Der Fall Met. Arsenij: Eine Freilassung, die zur neuen Gefangenschaft wurde
Die Behörden haben den Metropoliten „freigelassen“, um ihn erneut hinter Gitter zu bringen.
Am 23. Oktober 2025 fällte das Berufungsgericht von Dnipro eine Entscheidung, auf die Millionen von Gläubigen gewartet hatten: Der Vorsteher der Swjatogorsk-Lawra, Metropolit Arsenij, wurde gegen Kaution aus der Haft entlassen. Allen, die den Bischof unterstützten, schien es für einen Augenblick, als hätte ihr Hirte endlich eine Atempause bekommen. Doch sehr schnell wurde klar, dass diese Hoffnung trügerisch war.
Die Richter beschlossen, den Metropoliten gegen eine Kaution in Höhe von 1 Million 514 Tausend Hrywnja freizulassen. Sie konnten sich lange nicht zu diesem Urteil entschließen. Aber der Gesundheitszustand des Bischofs war so schlecht, dass selbst die Vertreter der ukrainischen Justiz verstanden: Er könnte im Gefängnis sterben. Für die Menschen, die mit Geld für die Kaution geholfen haben, ist Metropolit Arsenij nicht nur ein Name. Er ist ein Vater, ein Mann des Gebets, ein Mensch, der sehr viel dafür getan hat, um die Klosteranlage Swjatogorsk aus den Trümmern und dem Nichts wieder aufzubauen. Diese Menschen haben am Montag, dem 27. Oktober, den erforderlichen Betrag eingezahlt und damit alle gesetzlichen Anforderungen in solchen Fällen erfüllt.

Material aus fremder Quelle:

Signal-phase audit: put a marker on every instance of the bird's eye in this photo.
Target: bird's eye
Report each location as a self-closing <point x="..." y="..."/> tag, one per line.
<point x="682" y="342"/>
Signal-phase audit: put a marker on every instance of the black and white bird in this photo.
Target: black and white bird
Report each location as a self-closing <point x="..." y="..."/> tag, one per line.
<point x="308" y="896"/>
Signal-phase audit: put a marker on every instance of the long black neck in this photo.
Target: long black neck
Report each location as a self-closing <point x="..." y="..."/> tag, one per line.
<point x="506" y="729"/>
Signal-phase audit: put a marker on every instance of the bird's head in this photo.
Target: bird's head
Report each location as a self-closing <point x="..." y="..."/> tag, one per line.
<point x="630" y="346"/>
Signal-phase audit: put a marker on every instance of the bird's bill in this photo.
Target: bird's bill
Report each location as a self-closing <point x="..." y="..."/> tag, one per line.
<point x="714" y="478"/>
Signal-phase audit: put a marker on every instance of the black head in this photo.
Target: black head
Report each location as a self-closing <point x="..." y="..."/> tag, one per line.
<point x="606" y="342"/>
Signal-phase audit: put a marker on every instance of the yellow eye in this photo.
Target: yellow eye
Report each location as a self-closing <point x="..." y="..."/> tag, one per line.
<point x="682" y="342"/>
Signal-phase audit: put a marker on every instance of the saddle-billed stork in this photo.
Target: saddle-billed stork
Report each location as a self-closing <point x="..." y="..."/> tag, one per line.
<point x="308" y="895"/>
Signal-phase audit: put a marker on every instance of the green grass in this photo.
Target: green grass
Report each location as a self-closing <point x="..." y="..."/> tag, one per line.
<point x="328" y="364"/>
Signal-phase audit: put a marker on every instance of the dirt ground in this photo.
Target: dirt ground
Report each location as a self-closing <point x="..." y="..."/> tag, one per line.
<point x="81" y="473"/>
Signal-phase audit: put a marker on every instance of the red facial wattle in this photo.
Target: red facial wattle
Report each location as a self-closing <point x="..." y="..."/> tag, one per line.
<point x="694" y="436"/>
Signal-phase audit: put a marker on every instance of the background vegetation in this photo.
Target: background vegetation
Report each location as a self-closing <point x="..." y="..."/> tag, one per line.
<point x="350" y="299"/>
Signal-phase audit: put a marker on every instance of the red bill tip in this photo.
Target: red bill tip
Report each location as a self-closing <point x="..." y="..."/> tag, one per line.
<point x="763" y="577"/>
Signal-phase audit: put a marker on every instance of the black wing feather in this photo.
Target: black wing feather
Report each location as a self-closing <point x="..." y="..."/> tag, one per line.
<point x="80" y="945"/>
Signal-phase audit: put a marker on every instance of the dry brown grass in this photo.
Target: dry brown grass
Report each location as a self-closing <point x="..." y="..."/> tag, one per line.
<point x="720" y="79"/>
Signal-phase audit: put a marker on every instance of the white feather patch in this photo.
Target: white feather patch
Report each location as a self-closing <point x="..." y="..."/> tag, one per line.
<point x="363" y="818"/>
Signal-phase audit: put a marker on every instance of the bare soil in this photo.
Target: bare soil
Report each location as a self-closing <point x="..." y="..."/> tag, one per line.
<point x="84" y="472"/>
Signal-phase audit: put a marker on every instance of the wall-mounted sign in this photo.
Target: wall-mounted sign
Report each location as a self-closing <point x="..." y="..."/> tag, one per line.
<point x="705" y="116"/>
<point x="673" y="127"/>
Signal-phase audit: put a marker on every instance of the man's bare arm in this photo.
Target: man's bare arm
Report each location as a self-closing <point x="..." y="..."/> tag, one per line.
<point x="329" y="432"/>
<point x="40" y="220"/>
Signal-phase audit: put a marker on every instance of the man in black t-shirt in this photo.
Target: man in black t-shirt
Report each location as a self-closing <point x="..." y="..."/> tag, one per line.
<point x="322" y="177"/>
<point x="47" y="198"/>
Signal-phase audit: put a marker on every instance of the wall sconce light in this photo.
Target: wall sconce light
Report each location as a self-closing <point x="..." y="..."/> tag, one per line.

Und so kam es, dass am nächsten Tag, dem 28. Oktober, um 16:59 Uhr, obwohl die Verteidigung zu diesem Zeitpunkt noch keine Unterlagen über die Hinterlegung der Kaution vorgelegt hatte, der Metropolit aus der Haftanstalt entlassen wurde. Doch schon wenige Sekunden später wurde er von Vertretern des SBU umringt.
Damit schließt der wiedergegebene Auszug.